Today, the cockroach “imposes significant social, medical, and economic costs due to prevalent insecticide resistance allowing it to outcompete [with around] 40 known pest cockroach species in buildings,” the authors note in PNAS. A study conducted in China, published this January in Nature Scientific Reports, concluded that “Cockroaches can harbour and spread many foodborne microbial pathogens, including bacteria, viruses and parasites, which means that cockroaches may play a wide range of roles in the spread of foodborne infections.” The pathogens detected in cockroaches included sapovirus and E. coli.
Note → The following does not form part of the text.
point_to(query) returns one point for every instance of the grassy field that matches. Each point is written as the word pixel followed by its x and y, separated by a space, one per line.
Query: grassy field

Troublingly, the study found that food service areas in schools were more conducive to the breeding of cockroaches.

The scientists discuss the nocturnal insect’s ability to biologically shape-shift to quickly evolve resistance to insecticides. In fact, resistance can appear within a few years, we learn, making it difficult to find new active ingredients, “given the high cost of discovery, safety tests and registration,” they write in The Conversation. The article ends ominously: “… the German cockroach will continue to evolve and adapt to stay alive, so the arms race between us and the cockroach will go on for years to come.”